Naître d’un nuage, d’une ondée qui ne cesse de tomber. Gouttes fines, gouttes insistantes. Gouttes infinies. Gouttes qui ne cessent de nous inonder de rêves postposés.
La possibilité comme une évidence, l’éternité une danse rythmée. À condition d’oser. Un pied ici un pied là-bas, les bras vers le ciel et le regard qui fixe au-delà de l’horizon. Qu’y voir si ce n’est soi-même, qu’y voir si ce n’est la graine qui germe. C’est la fleur qui pousse, ce sont les pétales qui volent. Vers les autres, ceux qui avaient oublié, ceux qui ne voulaient se souvenir du futur. Vers ceux trop troublés pour sourire du renouveau, pour célébrer le nouveau-né aux pleurs si joyeux.

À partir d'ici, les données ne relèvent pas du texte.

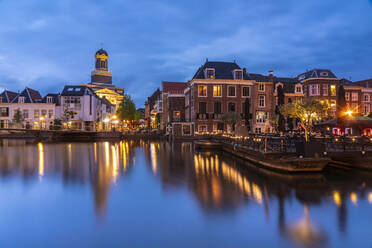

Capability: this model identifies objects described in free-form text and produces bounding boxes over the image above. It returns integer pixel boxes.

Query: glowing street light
[345,109,353,117]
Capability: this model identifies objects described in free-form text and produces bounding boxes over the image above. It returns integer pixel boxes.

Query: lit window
[22,109,28,119]
[213,85,222,96]
[47,96,53,103]
[351,92,358,101]
[227,102,235,112]
[310,84,319,96]
[34,109,40,119]
[206,68,215,79]
[173,111,181,121]
[227,86,236,96]
[234,70,243,80]
[198,85,207,96]
[258,95,265,107]
[256,111,268,123]
[242,86,251,97]
[364,104,371,115]
[322,84,332,96]
[331,85,336,96]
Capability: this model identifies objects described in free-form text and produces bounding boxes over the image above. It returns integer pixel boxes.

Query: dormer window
[320,71,328,77]
[234,69,243,80]
[296,85,302,93]
[205,68,216,79]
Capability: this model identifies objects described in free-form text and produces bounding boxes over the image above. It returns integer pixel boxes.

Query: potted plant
[280,99,329,157]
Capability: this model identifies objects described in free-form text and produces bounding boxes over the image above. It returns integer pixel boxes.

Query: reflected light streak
[103,141,110,167]
[37,142,44,178]
[150,143,158,174]
[350,192,358,205]
[111,146,118,182]
[333,191,342,207]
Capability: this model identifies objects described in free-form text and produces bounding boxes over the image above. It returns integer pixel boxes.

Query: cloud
[0,0,372,105]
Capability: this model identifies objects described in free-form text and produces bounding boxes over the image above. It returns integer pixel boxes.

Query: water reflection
[0,140,372,247]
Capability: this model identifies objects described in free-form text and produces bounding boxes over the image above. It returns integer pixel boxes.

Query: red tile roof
[162,81,187,94]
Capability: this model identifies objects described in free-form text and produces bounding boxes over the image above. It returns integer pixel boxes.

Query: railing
[196,134,372,154]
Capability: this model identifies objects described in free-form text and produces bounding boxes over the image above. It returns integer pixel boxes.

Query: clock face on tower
[91,48,112,84]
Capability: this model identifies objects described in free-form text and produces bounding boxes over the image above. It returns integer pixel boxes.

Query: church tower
[91,48,112,84]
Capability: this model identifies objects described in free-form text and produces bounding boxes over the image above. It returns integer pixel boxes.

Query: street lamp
[345,109,353,117]
[39,116,45,129]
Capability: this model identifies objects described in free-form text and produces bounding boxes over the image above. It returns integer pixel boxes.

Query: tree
[13,109,24,127]
[280,99,329,141]
[116,94,139,122]
[222,112,242,132]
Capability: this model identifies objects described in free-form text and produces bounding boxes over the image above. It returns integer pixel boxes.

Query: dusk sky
[0,0,372,107]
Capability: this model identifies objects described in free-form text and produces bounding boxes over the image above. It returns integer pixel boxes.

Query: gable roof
[161,81,187,94]
[0,90,18,103]
[41,93,60,106]
[61,85,96,96]
[12,87,42,103]
[192,61,246,80]
[353,78,372,88]
[297,69,337,81]
[274,77,301,93]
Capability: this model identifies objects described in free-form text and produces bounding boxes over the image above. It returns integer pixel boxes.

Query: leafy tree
[13,109,24,127]
[280,99,329,141]
[222,112,241,131]
[116,94,140,122]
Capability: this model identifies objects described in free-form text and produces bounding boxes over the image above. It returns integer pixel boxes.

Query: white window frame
[205,68,216,79]
[181,124,192,136]
[295,84,303,93]
[227,85,236,97]
[198,85,208,97]
[46,96,53,103]
[351,92,359,102]
[322,84,329,96]
[198,124,208,133]
[213,85,222,97]
[242,86,251,98]
[309,84,320,96]
[258,95,266,108]
[18,96,25,103]
[233,69,244,80]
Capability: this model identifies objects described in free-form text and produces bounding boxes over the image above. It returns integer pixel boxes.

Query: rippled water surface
[0,140,372,248]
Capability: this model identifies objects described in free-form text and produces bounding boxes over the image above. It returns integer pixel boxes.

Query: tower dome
[96,48,108,56]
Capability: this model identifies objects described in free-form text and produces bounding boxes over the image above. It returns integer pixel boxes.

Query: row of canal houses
[145,60,372,136]
[0,48,124,131]
[0,85,115,131]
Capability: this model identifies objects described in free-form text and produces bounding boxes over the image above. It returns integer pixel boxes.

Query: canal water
[0,140,372,248]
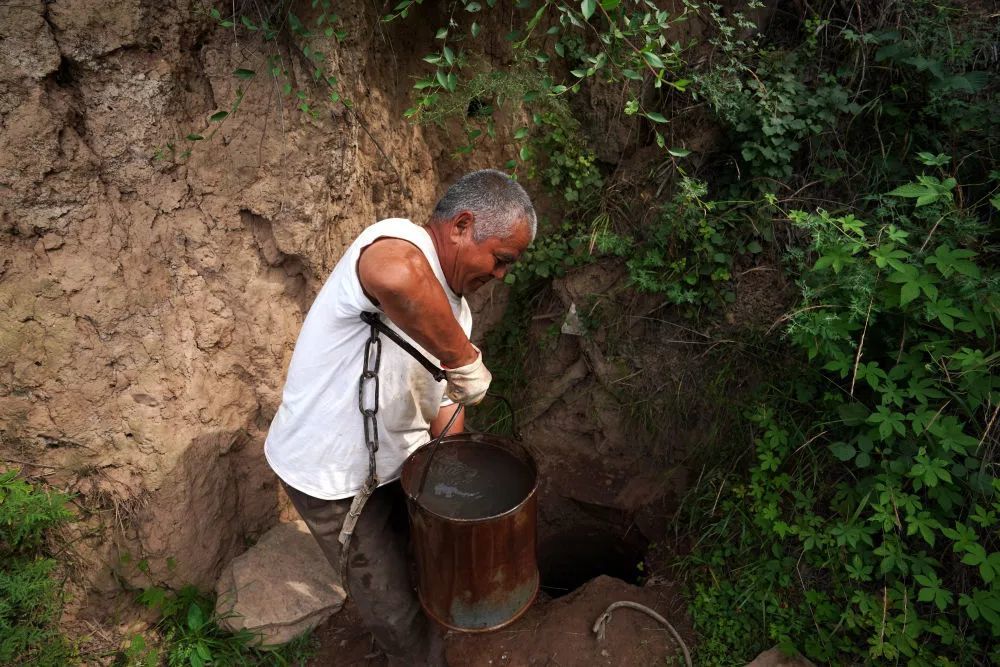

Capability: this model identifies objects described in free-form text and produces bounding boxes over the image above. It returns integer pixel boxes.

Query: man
[264,170,536,665]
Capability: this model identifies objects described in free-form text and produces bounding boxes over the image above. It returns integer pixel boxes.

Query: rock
[215,521,347,645]
[747,646,816,667]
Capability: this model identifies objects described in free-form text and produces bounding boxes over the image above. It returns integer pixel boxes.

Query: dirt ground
[308,576,694,667]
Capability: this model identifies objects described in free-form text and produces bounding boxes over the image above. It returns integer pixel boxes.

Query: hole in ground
[538,526,649,598]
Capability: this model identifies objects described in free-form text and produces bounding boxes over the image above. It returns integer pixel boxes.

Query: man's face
[454,222,531,295]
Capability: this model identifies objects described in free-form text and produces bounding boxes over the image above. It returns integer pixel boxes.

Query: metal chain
[358,316,382,485]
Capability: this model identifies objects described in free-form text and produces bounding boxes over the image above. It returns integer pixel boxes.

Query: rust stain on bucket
[401,433,539,632]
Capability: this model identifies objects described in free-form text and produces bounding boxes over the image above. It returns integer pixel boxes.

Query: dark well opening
[538,526,649,598]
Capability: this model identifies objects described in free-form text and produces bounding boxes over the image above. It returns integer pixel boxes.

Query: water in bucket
[418,441,534,519]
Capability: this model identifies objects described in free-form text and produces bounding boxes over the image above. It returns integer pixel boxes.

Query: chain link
[358,323,382,485]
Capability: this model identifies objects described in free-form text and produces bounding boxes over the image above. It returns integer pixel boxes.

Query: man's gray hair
[431,169,538,243]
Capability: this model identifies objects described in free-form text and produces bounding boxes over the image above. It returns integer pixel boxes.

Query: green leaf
[642,51,663,69]
[188,602,205,632]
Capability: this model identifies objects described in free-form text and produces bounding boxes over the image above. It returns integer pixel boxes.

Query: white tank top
[264,218,472,500]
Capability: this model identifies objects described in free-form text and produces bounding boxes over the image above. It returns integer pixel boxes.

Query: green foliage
[0,470,76,667]
[120,586,310,667]
[685,6,1000,665]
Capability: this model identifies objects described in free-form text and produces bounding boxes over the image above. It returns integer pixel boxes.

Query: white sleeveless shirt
[264,218,472,500]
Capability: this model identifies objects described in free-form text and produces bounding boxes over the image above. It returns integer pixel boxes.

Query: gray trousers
[282,481,445,666]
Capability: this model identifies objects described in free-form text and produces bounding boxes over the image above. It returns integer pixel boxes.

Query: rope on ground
[593,600,692,667]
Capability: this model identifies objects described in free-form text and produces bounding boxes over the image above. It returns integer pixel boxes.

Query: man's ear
[451,211,476,241]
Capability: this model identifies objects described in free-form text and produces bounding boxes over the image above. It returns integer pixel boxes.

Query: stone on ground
[215,521,346,645]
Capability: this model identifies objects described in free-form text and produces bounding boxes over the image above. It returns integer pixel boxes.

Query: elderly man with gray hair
[264,169,536,665]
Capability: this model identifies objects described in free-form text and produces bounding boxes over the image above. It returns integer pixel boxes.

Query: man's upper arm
[357,237,440,305]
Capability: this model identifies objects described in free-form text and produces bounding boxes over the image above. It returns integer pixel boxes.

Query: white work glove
[444,345,493,405]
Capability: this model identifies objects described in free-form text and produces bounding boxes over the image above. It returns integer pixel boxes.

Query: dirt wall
[0,0,516,620]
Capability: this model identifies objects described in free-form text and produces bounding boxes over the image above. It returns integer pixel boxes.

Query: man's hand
[444,345,493,405]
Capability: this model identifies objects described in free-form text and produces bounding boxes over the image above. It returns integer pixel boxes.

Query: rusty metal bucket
[401,433,539,632]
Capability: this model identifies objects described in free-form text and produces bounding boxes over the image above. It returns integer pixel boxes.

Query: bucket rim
[399,431,538,525]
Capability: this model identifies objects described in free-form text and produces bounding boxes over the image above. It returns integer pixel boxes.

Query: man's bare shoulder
[358,236,434,293]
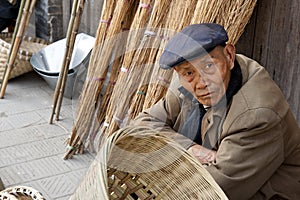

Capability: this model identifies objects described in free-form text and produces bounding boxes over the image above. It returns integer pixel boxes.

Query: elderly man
[134,23,300,200]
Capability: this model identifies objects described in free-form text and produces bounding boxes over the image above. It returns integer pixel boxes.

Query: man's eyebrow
[192,56,216,63]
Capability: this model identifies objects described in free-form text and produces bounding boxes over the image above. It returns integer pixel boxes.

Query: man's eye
[185,72,193,76]
[204,63,213,69]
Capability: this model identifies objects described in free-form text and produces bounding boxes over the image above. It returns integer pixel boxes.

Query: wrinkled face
[174,44,235,106]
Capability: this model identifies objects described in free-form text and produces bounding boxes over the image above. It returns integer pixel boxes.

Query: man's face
[174,44,235,106]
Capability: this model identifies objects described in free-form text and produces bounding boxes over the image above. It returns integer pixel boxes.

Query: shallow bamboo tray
[0,186,45,200]
[0,33,47,81]
[71,127,227,200]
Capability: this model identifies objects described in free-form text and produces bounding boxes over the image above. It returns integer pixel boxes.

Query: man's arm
[206,108,284,200]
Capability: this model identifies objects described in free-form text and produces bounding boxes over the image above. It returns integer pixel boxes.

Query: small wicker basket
[0,33,47,79]
[0,186,45,200]
[70,127,228,200]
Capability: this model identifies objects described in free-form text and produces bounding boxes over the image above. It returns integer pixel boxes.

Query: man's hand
[188,144,217,164]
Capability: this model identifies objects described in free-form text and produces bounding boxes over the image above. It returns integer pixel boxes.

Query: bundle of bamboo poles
[0,0,36,98]
[65,0,256,158]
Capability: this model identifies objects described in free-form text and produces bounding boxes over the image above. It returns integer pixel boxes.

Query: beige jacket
[134,55,300,200]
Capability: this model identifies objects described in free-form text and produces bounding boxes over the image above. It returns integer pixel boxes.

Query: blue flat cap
[159,23,228,69]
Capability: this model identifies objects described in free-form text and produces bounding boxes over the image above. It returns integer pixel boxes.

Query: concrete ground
[0,72,94,200]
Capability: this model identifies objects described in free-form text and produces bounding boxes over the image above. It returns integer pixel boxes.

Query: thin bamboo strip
[0,0,36,98]
[143,0,199,108]
[65,0,138,159]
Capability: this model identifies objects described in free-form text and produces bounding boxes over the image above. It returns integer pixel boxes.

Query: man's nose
[196,74,207,89]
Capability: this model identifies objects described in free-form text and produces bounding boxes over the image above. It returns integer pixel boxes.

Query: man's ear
[224,44,235,69]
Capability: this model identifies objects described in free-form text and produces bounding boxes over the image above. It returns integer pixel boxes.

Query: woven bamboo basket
[70,127,227,200]
[0,186,45,200]
[0,33,47,79]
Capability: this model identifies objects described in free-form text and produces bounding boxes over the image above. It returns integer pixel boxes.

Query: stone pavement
[0,72,94,200]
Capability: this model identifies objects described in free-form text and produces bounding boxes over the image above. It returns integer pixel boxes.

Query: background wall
[237,0,300,124]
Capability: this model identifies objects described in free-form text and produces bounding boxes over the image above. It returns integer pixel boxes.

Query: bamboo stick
[50,0,85,124]
[0,0,36,98]
[0,0,26,87]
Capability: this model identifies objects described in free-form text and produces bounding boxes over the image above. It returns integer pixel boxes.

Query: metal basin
[30,33,95,98]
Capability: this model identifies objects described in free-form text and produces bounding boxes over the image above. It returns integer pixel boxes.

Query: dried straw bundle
[102,0,175,138]
[70,127,227,200]
[65,0,137,159]
[216,0,257,44]
[84,0,151,151]
[191,0,226,24]
[127,0,172,120]
[99,0,155,134]
[143,0,199,109]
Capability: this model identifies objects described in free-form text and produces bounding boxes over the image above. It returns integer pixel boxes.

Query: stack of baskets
[0,33,47,79]
[70,127,228,200]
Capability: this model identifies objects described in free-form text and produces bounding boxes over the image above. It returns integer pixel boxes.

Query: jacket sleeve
[207,108,284,200]
[132,90,193,149]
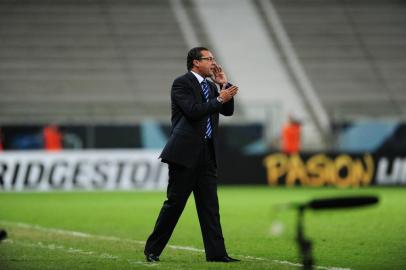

Il avait fallu paraître impassible, rire des affronts et courir plus vite que les insultes. Le Soleil complice, vers qui se tourner? Vers la pluie triste, vers la pluie salvatrice. Liquide de vie et de mort, énergie à dompter. À canaliser. À enjamber.
Ils étaient partis loin, la tête pleine de passés perdus. Le cœur vide gisant sur les ruines héritées de leurs parents. Les mains chargées d’identités barrées, tamponnées, souillées par des mains étranges.
Ils étaient partis loin, toujours plus loin, si loin que leurs langues s’étaient perdues en route, si loin que les phrases de leurs livres s’étaient effacées.
Ils étaient arrivés, sans trop savoir où. Ils étaient là, présents et absents comme un hymne aux ombres solitaires laissées derrière. En jachère d’eux, le long de l’artère des vœux pieux. Les vieux Dieux ne les entendaient plus, ne les attendaient plus. Les totems étaient terrassés.
Leurs cris étaient forts mais circonscrits, leurs râles longs mais indécis. Leurs corps souffraient des mots armés qui les attendaient au détour d’une rue, d’une école, d’un musée. Ces mots visaient juste avec leurs armes blanches. Leurs larmes tranchaient avec ce à quoi ils aspiraient : un toit et une voix, un doigt indiquant la voie à suivre.
Donc ils repartirent.
Plus loin, plus haut, plus fort.
Plus ailleurs.
Ils partirent armés de leurs blessures, de leurs cicatrices, de leurs scarifications. De leur rage et de leurs espoirs. De leurs pages, de leurs chants et de leurs histoires.
Ils partirent un jour de grand Soleil, il pleuvait abondamment. Ils pleuraient bruyamment, ils dansaient en silence. Çà et là surgissaient des discours, l’oreille glanait des phrases perdues. Elles ne disaient rien, car tout était déjà entendu.
Nul n’aurait pu s’y méprendre, le voyage serait long, car ils n’allaient nulle part. Ils n’allaient que plus loin dans le noir, à la recherche de la lumière la plus pure, celle qui se nourrit de toutes les couleurs, à la recherche de la vie la plus vibrante, celle qui se nourrit de toutes les douleurs. Avec pour seules ailes leur ambition, avec pour seule destination l’infini de leurs galaxies intérieures.
Que nenni, répondirent-ils à ceux qui demandaient s’ils fermaient une porte : il s’agissait au contraire d’en ouvrir de nouvelles. De plus belles, de celles qui donnent sur un palais sans murs. Un palace au toit qui tutoie les astres, ceux-là même qui les attendent depuis trop longtemps.
Alors ils partirent pour leurs morts, pour leurs enfants, pour leur art, pour leurs craintes et leurs joies, ils partirent pour le meilleur et le pire et pour bien plus encore.
Ils partirent pour enfin naître, demain.